The Information
Brains and electronic computers both use quantities of energy in performing their work of logic—“all of which is wasted and dissipated in heat,” to be carried away by the blood or by ventilating and cooling apparatus. But this is really beside the point, Wiener said. “Information is information, not matter or energy. No materialism which does not admit this can survive at the present day.”
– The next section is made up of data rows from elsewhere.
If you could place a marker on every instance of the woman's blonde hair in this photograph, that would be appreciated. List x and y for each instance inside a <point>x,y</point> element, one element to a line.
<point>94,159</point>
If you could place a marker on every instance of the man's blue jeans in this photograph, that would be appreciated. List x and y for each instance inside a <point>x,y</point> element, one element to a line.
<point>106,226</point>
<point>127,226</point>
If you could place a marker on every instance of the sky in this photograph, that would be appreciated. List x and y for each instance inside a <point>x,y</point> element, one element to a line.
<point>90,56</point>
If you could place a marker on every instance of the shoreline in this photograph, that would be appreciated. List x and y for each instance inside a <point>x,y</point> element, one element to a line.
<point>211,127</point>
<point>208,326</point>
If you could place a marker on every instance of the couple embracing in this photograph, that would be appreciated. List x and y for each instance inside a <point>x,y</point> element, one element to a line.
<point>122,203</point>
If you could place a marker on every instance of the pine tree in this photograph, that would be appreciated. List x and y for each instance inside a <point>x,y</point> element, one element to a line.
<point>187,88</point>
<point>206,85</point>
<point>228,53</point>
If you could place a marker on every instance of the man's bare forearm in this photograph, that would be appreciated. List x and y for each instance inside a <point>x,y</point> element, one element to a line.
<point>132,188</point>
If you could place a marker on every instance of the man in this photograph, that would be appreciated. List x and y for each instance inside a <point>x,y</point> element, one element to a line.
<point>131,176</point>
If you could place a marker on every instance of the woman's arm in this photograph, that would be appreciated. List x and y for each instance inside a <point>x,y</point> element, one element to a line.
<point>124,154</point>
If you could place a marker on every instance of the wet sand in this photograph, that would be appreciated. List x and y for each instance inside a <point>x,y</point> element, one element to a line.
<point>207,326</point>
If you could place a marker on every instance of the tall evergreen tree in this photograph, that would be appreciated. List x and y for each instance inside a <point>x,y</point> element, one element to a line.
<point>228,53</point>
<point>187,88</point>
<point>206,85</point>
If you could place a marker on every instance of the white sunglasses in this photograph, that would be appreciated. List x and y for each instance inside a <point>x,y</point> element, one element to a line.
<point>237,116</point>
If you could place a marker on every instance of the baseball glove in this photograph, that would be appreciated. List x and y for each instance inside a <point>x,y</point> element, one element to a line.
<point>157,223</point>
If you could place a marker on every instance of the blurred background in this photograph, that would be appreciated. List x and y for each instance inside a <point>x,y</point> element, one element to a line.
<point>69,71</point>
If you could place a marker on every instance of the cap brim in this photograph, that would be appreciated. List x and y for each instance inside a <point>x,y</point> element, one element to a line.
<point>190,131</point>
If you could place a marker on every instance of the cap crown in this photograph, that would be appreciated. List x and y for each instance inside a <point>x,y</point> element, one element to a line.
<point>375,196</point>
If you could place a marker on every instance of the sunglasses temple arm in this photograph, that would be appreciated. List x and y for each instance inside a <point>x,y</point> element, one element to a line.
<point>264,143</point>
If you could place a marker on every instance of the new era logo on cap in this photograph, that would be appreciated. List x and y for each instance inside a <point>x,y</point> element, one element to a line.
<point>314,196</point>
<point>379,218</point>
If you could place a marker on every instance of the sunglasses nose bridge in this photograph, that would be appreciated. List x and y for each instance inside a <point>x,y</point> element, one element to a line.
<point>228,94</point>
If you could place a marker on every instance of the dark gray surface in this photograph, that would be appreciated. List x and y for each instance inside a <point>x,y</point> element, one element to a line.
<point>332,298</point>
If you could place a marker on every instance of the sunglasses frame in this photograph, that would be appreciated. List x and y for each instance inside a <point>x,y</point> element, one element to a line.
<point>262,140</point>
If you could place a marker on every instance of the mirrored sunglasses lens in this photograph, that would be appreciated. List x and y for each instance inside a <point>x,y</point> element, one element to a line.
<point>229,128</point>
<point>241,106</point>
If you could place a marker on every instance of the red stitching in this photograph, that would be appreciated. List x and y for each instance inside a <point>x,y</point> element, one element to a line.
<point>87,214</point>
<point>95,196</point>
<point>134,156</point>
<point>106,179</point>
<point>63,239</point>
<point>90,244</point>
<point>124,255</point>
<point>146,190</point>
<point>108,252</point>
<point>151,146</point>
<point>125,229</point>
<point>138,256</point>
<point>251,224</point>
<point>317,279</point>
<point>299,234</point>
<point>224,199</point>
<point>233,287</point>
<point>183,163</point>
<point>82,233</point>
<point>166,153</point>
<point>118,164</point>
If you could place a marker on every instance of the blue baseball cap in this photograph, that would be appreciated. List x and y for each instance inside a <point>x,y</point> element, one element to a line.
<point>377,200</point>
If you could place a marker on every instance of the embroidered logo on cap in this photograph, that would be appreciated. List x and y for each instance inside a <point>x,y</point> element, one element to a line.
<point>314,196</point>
Now came a time of excitement.
“We are again in one of those prodigious periods of scientific progress—in its own way like the pre-Socratic period,” declared the gnomic, white-bearded neurophysiologist Warren McCulloch to a meeting of British philosophers. He told them that listening to Wiener and von Neumann put him in mind of the debates of the ancients. A new physics of communication had been born, he said, and metaphysics would never be the same: “For the first time in the history of science we know how we know and hence are able to state it clearly.”♦ He offered them heresy: that the knower was a computing machine, the brain composed of relays, perhaps ten billion of them, each receiving signals from other relays and sending them onward. The signals are quantized: they either happen or do not happen. So once again the stuff of the world, he said, turns out to be the atoms of Democritus—“indivisibles—leasts—which go batting about in the void.”
It is a world for Heraclitus, always “on the move.” I do not mean merely that every relay is itself being momentarily destroyed and re-created like a flame, but I mean that its business is with information which pours into it over many channels, passes through it, eddies within it and emerges again to the world.
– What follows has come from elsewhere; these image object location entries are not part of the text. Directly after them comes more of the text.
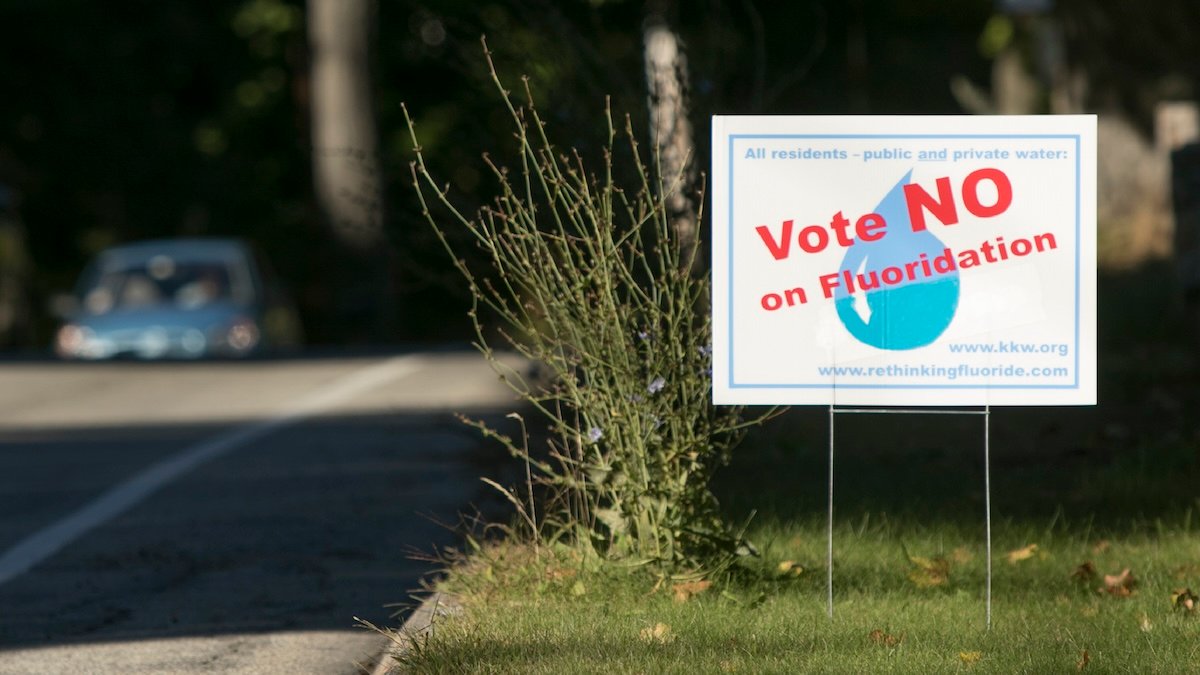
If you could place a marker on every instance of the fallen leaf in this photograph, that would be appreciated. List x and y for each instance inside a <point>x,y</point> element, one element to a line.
<point>660,633</point>
<point>1120,585</point>
<point>791,568</point>
<point>1185,599</point>
<point>685,591</point>
<point>1025,553</point>
<point>881,638</point>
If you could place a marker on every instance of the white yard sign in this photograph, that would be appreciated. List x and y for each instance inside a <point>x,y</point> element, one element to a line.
<point>904,260</point>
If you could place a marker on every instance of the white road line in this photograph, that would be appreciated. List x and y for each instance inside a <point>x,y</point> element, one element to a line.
<point>45,543</point>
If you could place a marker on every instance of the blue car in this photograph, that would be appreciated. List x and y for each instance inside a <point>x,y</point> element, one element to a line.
<point>177,299</point>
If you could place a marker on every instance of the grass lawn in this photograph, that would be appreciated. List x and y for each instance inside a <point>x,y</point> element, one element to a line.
<point>1079,496</point>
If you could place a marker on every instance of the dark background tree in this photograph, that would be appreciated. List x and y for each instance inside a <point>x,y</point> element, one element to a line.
<point>141,118</point>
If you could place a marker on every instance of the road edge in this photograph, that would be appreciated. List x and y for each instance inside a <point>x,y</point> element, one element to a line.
<point>417,629</point>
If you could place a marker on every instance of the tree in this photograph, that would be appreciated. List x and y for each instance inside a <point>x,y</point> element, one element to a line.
<point>666,78</point>
<point>347,175</point>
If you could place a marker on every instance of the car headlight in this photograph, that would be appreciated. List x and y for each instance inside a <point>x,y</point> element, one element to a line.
<point>71,340</point>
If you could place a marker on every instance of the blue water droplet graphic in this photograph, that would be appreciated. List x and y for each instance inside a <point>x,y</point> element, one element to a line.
<point>906,315</point>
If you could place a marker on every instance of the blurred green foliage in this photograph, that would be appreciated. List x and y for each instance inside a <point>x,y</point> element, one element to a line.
<point>143,118</point>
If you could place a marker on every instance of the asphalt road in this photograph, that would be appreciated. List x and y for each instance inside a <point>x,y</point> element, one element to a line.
<point>228,517</point>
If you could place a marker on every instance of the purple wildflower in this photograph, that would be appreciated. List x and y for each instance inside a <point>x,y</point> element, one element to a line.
<point>657,384</point>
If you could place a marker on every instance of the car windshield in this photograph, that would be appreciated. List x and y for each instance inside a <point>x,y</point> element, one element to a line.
<point>159,281</point>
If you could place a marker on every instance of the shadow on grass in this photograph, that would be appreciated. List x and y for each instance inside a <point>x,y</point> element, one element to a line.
<point>1132,460</point>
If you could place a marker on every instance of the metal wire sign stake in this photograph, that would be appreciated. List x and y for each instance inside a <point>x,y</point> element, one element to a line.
<point>987,495</point>
<point>916,264</point>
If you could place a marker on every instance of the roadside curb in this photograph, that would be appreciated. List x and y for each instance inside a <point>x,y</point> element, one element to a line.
<point>417,629</point>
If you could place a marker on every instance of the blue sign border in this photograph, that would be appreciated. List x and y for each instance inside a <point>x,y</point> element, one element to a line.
<point>732,155</point>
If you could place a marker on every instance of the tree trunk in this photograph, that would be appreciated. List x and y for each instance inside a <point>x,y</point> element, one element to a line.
<point>666,77</point>
<point>346,168</point>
That these ideas were spilling across disciplinary borders was due in large part to McCulloch, a dynamo of eclecticism and cross-fertilization. Soon after the war he began organizing a series of conferences at the Beekman Hotel on Park Avenue in New York City, with money from the Josiah Macy Jr. Foundation, endowed in the nineteenth century by heirs of Nantucket whalers. A host of sciences were coming of age all at once—so-called social sciences, like anthropology and psychology, looking for new mathematical footing; medical offshoots with hybrid names, like neurophysiology; not-quite-sciences like psychoanalysis—and McCulloch invited experts in all these fields, as well as mathematics and electrical engineering. He instituted a Noah’s Ark rule, inviting two of each species so that speakers would always have someone present who could see through their jargon.♦ Among the core group were the already famous anthropologist Margaret Mead and her then-husband Gregory Bateson, the psychologists Lawrence K. Frank and Heinrich Klüver, and that formidable, sometimes rivalrous pair of mathematicians, Wiener and von Neumann.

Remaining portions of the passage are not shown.